Product details: - Product group: Video
- Edition: VHS Tape
- Publisher: Walt Disney Video
- Format: Color, NTSC
- Release Date: 1993-09-29
- Starring: Alan Young, Wayne Allwine, Hal Smith, Will Ryan, Eddie Carroll
- Audience rating: G (General Audience)
- Run Time: 26 minutes
- Studio: Walt Disney Video
- Manufacturer: Walt Disney Video
- Package Dimensions: 7.32 x 41 x 75 inches
Customer reviews: Dickens by Disney..., 2007-12-09 "Mickey's Christmas Carol" is a retelling of Charles Dickens' classic "A Christmas Carol" in animation with familiar Disney cartoon characters in all the roles.
Scrooge McDuck leads as Ebenezer Scrooge, greedy London businessman and miser, with Mickey Mouse as his underpaid and underappreciated clerk Bob Crachit and Donald Duck as Scrooge's nephew Fred. Goofy is Jacob Marley, Scrooge's dead partner, come to warn Scrooge on Christmas Eve of the terrible fate awaiting him in the afterlife if he does not reform his ways. As in Dickens' novel, Scrooge is visted by the ghosts of Christmas Past, Present, and Future, and learns his lesson.

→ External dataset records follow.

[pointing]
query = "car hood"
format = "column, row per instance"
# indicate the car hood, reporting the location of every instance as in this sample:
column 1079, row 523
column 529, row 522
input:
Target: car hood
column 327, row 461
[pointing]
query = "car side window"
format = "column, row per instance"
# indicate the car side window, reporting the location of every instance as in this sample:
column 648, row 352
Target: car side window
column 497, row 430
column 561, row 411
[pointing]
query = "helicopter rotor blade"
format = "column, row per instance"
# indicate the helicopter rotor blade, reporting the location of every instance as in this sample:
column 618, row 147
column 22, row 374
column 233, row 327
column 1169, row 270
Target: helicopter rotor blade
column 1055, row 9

This is family entertainment with a lesson. In just 25 minutes, Disney has managed to capture the essentials of the story, hopefully without exceeding anyone's attention span. The ghostly tale is told with humorous relief, as Goofy's Jacob Marley is accident-prone and various other characters make pratfalls. One wishes Disney could have stretched out the animated story a little longer.
This short movie is highly recommended as a great introduction for children young and old to a classic Christmas tale.

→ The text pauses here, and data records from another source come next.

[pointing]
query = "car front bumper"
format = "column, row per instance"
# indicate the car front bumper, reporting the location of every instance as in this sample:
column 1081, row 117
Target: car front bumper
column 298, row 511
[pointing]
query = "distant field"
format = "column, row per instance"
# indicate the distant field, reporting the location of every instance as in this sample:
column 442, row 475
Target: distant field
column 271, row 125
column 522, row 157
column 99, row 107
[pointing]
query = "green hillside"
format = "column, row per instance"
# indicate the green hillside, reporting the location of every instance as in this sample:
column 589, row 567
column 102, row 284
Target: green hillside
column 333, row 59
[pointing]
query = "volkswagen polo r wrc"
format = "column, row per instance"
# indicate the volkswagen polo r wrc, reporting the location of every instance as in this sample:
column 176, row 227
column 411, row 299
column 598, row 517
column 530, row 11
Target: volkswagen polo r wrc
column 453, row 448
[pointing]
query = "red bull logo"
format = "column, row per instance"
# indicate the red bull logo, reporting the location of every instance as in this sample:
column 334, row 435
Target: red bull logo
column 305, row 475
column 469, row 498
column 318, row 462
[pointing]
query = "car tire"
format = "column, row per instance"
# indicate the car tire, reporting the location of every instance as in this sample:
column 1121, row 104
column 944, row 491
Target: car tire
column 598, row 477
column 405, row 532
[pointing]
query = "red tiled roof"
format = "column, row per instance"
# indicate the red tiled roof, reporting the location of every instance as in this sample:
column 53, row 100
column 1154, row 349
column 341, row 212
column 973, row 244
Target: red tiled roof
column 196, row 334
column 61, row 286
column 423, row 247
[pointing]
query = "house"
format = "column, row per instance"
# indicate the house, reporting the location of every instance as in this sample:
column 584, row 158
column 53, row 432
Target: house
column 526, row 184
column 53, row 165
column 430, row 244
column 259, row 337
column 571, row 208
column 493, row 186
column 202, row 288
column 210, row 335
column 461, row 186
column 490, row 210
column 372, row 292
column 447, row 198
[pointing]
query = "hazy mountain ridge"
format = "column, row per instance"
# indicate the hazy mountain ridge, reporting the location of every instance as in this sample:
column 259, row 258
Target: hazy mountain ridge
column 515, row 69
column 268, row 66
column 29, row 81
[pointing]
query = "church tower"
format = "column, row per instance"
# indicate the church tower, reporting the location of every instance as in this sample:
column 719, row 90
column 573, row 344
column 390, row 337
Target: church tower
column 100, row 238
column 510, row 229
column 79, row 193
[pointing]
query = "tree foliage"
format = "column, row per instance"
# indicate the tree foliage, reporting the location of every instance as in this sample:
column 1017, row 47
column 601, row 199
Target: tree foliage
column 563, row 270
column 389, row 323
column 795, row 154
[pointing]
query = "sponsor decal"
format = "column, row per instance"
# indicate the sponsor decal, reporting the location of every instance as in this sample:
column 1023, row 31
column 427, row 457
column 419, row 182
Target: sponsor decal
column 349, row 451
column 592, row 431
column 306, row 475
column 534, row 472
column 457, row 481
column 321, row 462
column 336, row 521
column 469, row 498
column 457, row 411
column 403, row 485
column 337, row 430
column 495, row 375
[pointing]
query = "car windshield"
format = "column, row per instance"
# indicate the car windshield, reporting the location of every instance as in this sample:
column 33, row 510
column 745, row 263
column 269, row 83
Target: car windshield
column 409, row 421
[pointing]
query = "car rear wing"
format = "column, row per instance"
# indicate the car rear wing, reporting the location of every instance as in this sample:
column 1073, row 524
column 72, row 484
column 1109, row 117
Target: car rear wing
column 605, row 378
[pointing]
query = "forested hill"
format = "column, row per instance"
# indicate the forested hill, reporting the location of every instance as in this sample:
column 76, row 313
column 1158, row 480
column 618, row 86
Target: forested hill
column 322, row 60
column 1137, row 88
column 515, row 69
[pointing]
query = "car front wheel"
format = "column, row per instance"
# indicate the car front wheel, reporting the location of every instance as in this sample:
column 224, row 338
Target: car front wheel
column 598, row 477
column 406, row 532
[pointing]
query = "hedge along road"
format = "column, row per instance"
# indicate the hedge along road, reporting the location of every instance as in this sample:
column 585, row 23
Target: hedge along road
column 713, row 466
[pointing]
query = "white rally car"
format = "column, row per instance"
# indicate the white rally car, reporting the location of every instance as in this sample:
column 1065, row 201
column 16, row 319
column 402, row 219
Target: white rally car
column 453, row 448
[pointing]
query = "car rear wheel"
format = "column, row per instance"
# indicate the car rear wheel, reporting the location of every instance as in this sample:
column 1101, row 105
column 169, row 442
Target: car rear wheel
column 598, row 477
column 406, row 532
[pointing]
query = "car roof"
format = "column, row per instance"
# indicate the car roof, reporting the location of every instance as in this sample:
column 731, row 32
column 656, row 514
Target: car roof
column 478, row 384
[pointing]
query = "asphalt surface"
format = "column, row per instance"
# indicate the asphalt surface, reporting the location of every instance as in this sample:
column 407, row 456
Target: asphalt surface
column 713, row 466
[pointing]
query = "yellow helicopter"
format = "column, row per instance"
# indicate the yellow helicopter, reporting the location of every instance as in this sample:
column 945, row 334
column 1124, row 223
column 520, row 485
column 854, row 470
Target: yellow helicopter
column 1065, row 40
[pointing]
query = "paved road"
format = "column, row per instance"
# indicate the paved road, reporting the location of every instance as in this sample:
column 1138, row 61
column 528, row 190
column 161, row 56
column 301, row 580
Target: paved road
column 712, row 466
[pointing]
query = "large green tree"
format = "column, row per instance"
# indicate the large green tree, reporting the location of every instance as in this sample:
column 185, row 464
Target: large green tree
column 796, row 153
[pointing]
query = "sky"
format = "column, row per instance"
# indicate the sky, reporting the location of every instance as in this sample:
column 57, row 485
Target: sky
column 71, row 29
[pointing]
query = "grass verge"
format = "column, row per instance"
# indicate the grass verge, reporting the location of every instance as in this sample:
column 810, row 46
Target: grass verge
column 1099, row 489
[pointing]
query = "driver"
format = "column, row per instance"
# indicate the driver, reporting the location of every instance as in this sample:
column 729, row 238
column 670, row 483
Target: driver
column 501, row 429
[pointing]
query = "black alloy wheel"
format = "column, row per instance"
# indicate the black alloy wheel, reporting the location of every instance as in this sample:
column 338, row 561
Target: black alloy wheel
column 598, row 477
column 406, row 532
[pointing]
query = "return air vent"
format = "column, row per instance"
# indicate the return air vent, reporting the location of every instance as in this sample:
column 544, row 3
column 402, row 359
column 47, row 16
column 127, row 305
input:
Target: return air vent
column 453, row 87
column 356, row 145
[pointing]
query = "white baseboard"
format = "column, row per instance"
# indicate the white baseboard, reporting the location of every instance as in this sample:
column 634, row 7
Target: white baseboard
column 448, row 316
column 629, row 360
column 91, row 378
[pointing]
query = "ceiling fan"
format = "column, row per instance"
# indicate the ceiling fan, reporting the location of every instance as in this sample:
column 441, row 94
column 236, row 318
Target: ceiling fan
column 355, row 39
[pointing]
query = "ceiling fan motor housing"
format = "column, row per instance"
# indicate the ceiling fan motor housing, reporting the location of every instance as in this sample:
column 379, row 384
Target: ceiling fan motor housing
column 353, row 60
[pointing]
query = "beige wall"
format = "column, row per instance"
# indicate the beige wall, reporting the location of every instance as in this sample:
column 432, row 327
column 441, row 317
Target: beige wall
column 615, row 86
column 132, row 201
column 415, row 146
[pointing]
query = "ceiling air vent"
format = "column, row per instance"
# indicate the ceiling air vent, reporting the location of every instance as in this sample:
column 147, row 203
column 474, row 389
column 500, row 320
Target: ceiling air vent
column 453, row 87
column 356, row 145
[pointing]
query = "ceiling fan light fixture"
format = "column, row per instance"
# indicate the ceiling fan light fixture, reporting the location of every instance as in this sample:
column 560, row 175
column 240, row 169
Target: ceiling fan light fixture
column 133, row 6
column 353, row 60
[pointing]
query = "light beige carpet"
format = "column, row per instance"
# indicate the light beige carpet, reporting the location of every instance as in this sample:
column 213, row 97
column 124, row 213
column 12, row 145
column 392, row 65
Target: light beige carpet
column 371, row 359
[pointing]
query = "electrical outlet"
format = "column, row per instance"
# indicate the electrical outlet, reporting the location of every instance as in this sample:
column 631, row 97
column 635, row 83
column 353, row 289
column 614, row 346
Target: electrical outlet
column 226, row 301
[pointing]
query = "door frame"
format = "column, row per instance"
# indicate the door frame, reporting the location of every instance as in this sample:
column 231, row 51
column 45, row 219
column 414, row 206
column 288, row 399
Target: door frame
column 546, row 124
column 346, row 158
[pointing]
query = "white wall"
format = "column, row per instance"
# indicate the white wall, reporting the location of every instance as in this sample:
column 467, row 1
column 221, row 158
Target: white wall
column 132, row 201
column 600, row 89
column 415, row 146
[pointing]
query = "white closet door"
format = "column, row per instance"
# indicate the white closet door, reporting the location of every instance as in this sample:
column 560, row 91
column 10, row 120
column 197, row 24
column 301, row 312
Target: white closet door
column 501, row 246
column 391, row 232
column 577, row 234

"mommy, when I die, am I going to go fall into a flaming grave?", 2007-09-19 That's exactly what I said to my Mom when I was very young and I saw it. I still have nightmares.
Call me the second coming of Scrooge if you will, but even if I am the only one, I hate this movie. It's all good ol' fashioned Disney fun, then comes the Ghost of Christmas Future. That whole scene with falling into the grave, in my humble opinion, is Michael Eisner child abuse. Not only does Disney have to add the whole dramatics of the scene where Mickey goes to Tiny Tim's grave--they feel an insane compulsion to add as much drama as they can to stretch the loopholes of the G-rating. Oh, yeah, and Scrooge gets right in the audience's face at the last second. Masterful cinematography, I'll admit. Having a talking Scottish duck thrown at me has never been so scary, but hey, they managed to do it. Perhaps it would have found a better home in nightmare on elm street, but with Scrooge McDuck? I didn't think so.
Now, see, in Dickens, Scrooge is crying at the feet of the G.o.C.Y.T.C., and not screaming for the safety of his eternal soul. I always thought that the ghost should have been the sorcerer from the sorcerer's apprentice. For one thing, he stays silent. For another, if the scene were altered for Dickens accuracy, it would be dramatic and not just a kid's nightmare. The whole scene with Crachit visiting the grave was good. Had they stayed on that note and not added any material borrowed from Dante, I would have been pleased.
As I said, the movie is good otherwise. In fact, I would personally go and see it if they completely re-did the Christmas Future scene to be like I said. But for old man Disney, it's -so- important to be dramatic, even if it means scarring little kids for life.
Long live Muppet Christmas Carol. Now there's a Christmas Carol for you.